One of the main challenges for any AI project is hallucination mitigation. Reynolds said one of the biggest steps UpCodes has taken is “shielding” Copilot in appropriate codes for a project. This means it parses over five million sections of code, including 160,000 amendments, based on a user’s location and license year. It also collects additional data, such as building type, to ensure Copilot uses only relevant codes.

Copilot has an internal system that fine-tunes specific construction law answers and puts each question through multiple layers of analysis to better understand and parse questions. It focuses on jurisdiction-specific codes to account for differences and because construction professionals often need to be familiar with multiple jurisdictions at the same time. Once a question is asked, Copilot provides answers with context and direct references so users can see how it arrived at an answer.

Users subscribed to a paid subscription of UpCodes are allowed to ask Copilot three questions. If they want unlimited access, they can upgrade to UpCodes Professional or add it to their Enterprise plan.

Series A of UpCodes will be used to hire people for the technical department, as well as any department that contributes to Copilot. It plans to expand its code library and resources so Copilot can produce more sophisticated answers and add new features, such as project management, Reynolds said.

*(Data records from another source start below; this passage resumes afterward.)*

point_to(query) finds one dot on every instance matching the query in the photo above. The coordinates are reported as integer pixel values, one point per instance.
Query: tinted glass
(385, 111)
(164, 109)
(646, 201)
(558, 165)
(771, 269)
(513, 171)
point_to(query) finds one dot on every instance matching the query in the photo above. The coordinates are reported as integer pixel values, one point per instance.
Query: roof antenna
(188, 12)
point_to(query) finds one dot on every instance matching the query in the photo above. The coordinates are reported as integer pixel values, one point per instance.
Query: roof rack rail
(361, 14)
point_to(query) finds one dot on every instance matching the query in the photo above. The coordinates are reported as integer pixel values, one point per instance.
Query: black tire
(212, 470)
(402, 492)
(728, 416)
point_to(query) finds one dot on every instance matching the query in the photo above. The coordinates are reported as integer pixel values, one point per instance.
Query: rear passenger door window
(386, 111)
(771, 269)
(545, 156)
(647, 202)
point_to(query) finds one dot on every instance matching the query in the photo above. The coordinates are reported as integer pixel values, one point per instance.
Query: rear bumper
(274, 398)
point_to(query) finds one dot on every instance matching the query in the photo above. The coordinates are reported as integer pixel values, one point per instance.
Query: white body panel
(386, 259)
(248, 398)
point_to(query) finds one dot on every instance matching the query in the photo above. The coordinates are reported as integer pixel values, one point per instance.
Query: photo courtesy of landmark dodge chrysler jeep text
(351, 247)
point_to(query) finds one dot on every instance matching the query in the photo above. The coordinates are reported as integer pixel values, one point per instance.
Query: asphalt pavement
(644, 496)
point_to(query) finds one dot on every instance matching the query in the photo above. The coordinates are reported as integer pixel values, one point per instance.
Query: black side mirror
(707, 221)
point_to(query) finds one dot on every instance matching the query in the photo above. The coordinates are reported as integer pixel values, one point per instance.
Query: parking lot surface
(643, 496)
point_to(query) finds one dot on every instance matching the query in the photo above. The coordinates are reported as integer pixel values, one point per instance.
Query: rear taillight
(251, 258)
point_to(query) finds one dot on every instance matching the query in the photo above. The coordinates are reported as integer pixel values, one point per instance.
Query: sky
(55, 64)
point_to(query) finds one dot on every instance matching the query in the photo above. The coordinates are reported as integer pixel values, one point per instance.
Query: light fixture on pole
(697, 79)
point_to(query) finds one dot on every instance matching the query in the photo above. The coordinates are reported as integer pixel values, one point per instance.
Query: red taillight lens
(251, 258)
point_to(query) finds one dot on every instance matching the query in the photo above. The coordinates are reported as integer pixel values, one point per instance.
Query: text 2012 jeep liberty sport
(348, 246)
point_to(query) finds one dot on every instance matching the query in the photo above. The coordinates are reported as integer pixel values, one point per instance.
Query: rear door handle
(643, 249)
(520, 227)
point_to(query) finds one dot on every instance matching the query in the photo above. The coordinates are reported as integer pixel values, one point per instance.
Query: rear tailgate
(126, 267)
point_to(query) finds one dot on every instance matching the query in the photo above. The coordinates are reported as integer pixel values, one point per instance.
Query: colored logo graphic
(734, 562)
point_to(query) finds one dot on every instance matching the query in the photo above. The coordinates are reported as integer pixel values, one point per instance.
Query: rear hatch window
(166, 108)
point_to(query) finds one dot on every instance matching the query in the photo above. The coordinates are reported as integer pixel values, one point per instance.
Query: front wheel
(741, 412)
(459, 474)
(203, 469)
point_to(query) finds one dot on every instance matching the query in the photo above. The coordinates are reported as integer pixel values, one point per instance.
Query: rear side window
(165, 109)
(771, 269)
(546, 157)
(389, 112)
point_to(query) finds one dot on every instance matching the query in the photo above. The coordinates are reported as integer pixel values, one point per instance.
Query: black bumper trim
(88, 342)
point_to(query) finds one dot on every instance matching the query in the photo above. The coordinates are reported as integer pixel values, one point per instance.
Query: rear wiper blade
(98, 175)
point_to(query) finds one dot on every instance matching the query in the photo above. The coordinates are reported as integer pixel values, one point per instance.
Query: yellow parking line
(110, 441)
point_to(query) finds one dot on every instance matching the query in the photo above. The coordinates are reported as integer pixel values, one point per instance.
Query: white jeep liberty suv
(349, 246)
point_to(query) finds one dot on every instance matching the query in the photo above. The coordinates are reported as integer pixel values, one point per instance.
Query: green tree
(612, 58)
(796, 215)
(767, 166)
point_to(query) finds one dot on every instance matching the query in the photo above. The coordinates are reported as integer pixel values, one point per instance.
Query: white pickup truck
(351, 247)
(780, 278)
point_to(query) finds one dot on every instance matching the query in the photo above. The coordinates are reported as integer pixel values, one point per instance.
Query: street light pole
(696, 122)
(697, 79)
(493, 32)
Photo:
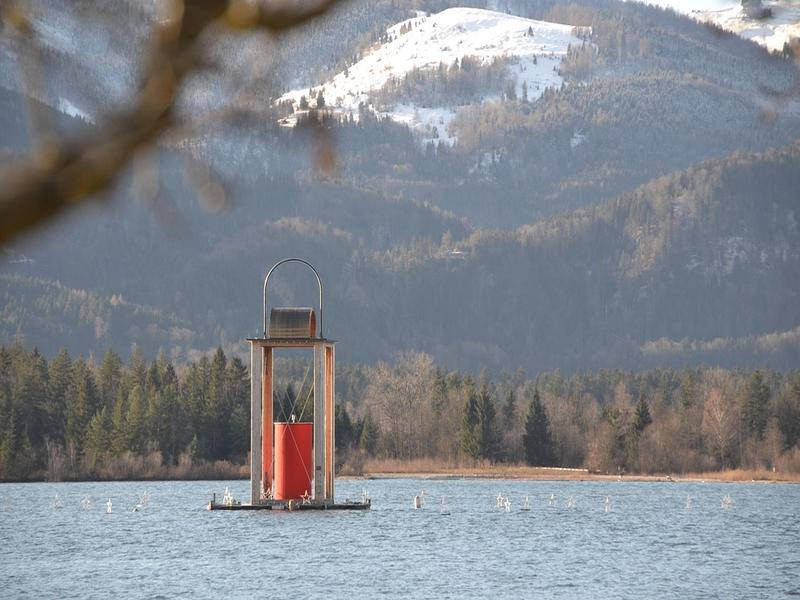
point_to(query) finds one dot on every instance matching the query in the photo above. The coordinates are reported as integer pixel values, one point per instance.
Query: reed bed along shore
(426, 468)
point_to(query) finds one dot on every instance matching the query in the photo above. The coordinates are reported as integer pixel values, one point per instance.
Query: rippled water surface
(644, 542)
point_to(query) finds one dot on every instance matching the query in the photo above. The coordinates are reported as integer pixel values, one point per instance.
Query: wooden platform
(291, 505)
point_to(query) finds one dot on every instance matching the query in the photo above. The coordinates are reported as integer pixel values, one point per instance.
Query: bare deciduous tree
(63, 172)
(719, 423)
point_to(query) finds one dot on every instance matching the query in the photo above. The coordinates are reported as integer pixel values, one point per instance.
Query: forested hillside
(75, 418)
(642, 214)
(701, 266)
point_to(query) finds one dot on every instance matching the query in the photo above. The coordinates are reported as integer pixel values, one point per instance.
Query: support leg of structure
(256, 361)
(266, 420)
(330, 422)
(319, 422)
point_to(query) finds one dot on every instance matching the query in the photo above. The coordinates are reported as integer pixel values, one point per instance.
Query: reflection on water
(546, 539)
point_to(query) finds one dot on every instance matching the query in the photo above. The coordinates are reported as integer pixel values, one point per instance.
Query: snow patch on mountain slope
(728, 14)
(534, 48)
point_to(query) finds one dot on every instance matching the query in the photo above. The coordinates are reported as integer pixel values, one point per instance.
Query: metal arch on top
(319, 282)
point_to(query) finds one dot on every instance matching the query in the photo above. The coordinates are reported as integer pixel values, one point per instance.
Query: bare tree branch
(63, 173)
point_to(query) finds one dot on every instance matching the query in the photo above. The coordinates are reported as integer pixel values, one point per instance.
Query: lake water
(643, 543)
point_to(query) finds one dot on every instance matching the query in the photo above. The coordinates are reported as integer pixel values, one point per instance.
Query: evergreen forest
(73, 418)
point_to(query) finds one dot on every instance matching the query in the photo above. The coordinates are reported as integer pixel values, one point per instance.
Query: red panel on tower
(293, 460)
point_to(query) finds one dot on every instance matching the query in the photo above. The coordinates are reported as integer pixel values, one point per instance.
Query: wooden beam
(266, 420)
(330, 422)
(256, 362)
(319, 422)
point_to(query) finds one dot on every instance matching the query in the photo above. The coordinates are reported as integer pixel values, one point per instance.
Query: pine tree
(135, 422)
(98, 437)
(510, 409)
(34, 390)
(487, 415)
(81, 403)
(370, 435)
(642, 416)
(755, 406)
(238, 390)
(110, 378)
(59, 379)
(537, 439)
(470, 426)
(344, 428)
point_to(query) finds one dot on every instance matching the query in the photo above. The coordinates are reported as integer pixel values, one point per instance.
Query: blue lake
(643, 542)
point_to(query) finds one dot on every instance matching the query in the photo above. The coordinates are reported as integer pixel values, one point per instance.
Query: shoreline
(568, 474)
(399, 470)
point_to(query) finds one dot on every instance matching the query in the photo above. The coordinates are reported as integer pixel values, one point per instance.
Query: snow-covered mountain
(533, 51)
(773, 31)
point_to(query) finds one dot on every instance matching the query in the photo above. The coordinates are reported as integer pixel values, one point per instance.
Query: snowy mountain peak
(533, 50)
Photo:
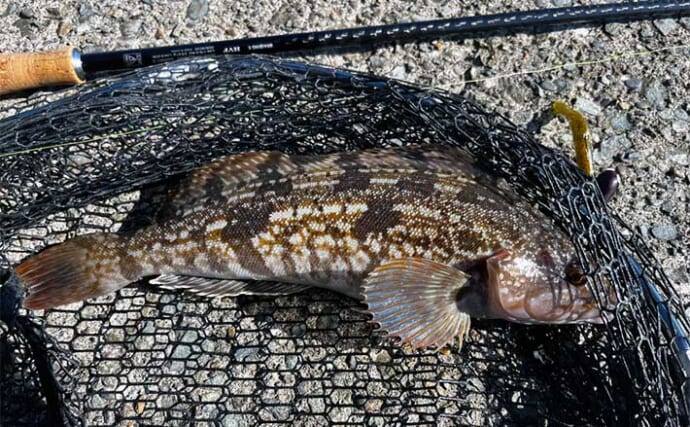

The startup team has known Building Ventures since its inception. “We thought they would be the perfect partner for our Series A,” he added, explaining that the company is made up of former operators in the construction industry, including former founders. The Portfolio and LP Base serve as a valuable guidance tool when UpCodes needs to validate ideas.

“The construction industry can be opaque, a world unto itself, so it’s helpful to have investors and partners dive into it for decades,” said Reynolds.

In a statement on Building Ventures’ investment in UpCodes, partner Allen Preger said, “By unifying and maintaining all building codes in an AI-powered platform, UpCodes is transforming code compliance for the built environment. We are excited to lead their Series A investment.”